Dony menilai hasil revitalisasi SD Negeri Ambit sangat baik. Selain menghadirkan bangunan yang lebih representatif, revitalisasi juga memberikan rasa aman kepada siswa, guru, dan orang tua karena kondisi bangunan kini jauh lebih layak untuk digunakan dalam kegiatan belajar mengajar.
“Hasil revitalisasi di SD Ambit ini luar biasa. Bangunannya sudah bagus, bersih, dan kuat. Sehingga para guru, orang tua siswa, dan anak-anak tidak lagi merasa khawatir terhadap kondisi bangunan, termasuk kekhawatiran akan terjadi sesuatu yang tidak diinginkan,” katanya.
Ia menegaskan, ketersediaan fasilitas pendidikan yang aman dan nyaman merupakan bagian penting dalam menciptakan lingkungan belajar yang berkualitas. Dengan kondisi sekolah yang semakin baik, para guru diharapkan dapat mengajar dengan lebih optimal, sementara siswa dapat belajar dengan lebih nyaman dan penuh semangat.
“Kalau sekolahnya aman dan nyaman, tentu para tenaga pendidik dan siswa akan lebih tenang dalam melaksanakan kegiatan belajar dan mengajar. Ini juga akan menambah semangat anak-anak dalam belajar,” tuturnya.
Atas nama Pemerintah Kabupaten Sumedang, Dony menyampaikan apresiasi dan terima kasih kepada Presiden Prabowo Subianto atas perhatian pemerintah pusat terhadap sektor pendidikan melalui berbagai program yang manfaatnya dapat dirasakan langsung oleh masyarakat.
“Atas nama Pemerintah Kabupaten Sumedang, saya haturkan terima kasih kepada Pak Presiden. Program ini sangat terasa manfaatnya oleh masyarakat, khususnya para siswa, guru, dan orang tua,” ucapnya.
Selain revitalisasi sekolah, Dony menyebut pemerintah pusat juga terus menghadirkan berbagai program yang mendukung peningkatan kualitas sumber daya manusia, salah satunya melalui program Makan Bergizi Gratis (MBG). Menurutnya, pembangunan dan penyediaan sarana pendidikan yang layak harus berjalan beriringan dengan pemenuhan kebutuhan gizi peserta didik.
“Pemerintah menyediakan sekolah dengan fasilitas yang bagus, kemudian MBG juga disalurkan. Kalau masih ada kekurangan-kekurangan, tentu akan kita perbaiki dan sempurnakan ke depannya,” kata Dony.

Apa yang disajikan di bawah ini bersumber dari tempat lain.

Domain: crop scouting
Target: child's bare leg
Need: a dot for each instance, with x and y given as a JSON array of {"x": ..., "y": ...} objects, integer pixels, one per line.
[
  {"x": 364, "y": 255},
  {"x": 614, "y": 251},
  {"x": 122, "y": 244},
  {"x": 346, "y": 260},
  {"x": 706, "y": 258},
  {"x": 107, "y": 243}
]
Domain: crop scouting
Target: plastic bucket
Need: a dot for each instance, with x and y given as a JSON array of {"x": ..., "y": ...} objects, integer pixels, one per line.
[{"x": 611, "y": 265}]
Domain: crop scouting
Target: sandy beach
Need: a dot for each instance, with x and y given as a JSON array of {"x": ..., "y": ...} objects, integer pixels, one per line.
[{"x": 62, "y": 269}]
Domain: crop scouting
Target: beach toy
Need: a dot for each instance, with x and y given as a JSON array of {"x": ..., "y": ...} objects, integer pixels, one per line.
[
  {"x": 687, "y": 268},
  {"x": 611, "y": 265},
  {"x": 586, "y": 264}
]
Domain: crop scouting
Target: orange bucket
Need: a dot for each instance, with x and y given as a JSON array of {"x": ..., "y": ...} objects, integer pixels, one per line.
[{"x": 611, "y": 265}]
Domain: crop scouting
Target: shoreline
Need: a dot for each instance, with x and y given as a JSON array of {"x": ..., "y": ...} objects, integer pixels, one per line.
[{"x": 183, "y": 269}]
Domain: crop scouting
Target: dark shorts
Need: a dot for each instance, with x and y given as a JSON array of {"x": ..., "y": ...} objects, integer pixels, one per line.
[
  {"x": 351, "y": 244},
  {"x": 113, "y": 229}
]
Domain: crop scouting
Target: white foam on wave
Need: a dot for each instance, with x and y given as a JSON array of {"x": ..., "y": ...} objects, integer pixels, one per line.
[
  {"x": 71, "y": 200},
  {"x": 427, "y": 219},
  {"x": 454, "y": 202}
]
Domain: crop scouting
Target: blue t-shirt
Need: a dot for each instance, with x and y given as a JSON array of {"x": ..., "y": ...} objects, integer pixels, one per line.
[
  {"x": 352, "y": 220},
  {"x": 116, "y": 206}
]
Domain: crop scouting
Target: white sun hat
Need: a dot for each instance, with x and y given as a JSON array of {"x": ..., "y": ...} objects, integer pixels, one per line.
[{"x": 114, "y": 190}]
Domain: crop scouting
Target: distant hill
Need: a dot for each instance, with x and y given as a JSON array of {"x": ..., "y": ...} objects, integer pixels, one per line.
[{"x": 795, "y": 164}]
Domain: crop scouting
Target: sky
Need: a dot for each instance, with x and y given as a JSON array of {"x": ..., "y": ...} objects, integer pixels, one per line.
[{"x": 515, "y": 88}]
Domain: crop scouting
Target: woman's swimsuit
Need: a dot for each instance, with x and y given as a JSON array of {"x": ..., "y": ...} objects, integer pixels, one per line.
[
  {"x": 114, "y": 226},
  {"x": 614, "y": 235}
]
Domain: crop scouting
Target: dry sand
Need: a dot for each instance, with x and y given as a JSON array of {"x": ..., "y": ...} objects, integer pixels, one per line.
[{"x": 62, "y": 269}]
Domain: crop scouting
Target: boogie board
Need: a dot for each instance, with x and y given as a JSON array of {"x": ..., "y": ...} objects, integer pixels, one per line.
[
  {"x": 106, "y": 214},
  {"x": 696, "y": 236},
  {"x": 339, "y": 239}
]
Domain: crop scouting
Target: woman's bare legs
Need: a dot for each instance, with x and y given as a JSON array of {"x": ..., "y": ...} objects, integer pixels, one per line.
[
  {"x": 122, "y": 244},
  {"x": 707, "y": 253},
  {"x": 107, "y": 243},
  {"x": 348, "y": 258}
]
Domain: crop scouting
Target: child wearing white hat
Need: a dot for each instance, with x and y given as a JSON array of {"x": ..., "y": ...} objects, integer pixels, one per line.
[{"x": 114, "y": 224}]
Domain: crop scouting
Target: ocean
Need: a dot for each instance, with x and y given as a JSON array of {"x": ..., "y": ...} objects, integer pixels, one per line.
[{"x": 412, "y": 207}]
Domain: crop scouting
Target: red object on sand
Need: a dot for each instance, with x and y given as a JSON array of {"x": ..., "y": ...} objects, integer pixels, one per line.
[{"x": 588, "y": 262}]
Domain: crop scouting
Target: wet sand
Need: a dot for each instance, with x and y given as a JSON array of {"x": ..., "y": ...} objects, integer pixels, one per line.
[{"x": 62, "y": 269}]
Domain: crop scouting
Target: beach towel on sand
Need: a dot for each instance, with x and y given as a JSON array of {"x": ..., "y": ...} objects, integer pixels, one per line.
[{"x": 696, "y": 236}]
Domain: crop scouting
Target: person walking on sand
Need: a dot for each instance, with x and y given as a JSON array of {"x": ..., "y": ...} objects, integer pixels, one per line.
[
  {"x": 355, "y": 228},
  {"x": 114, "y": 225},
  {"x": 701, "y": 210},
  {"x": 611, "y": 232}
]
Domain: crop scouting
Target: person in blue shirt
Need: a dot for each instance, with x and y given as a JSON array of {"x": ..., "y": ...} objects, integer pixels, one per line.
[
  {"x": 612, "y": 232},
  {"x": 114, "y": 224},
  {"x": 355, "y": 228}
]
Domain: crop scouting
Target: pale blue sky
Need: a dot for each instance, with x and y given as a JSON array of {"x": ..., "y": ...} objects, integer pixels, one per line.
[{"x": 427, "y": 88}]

Dony juga berpesan kepada pihak sekolah agar hasil revitalisasi tersebut dijaga dan dimanfaatkan sebaik-baiknya. Ia meminta seluruh warga sekolah memiliki rasa tanggung jawab bersama dalam menjaga kebersihan, merawat bangunan, serta memastikan fasilitas yang telah dibangun dapat digunakan dalam jangka panjang.
“Jaga kebersihannya, pelihara bangunan ini dengan baik. Kemudian tingkatkan terus kualitas mengajarnya. Dengan begitu, kita berharap lahir anak-anak yang berprestasi, berakhlak baik, memiliki daya saing, dan mampu mencapai cita-citanya,” pungkasnya.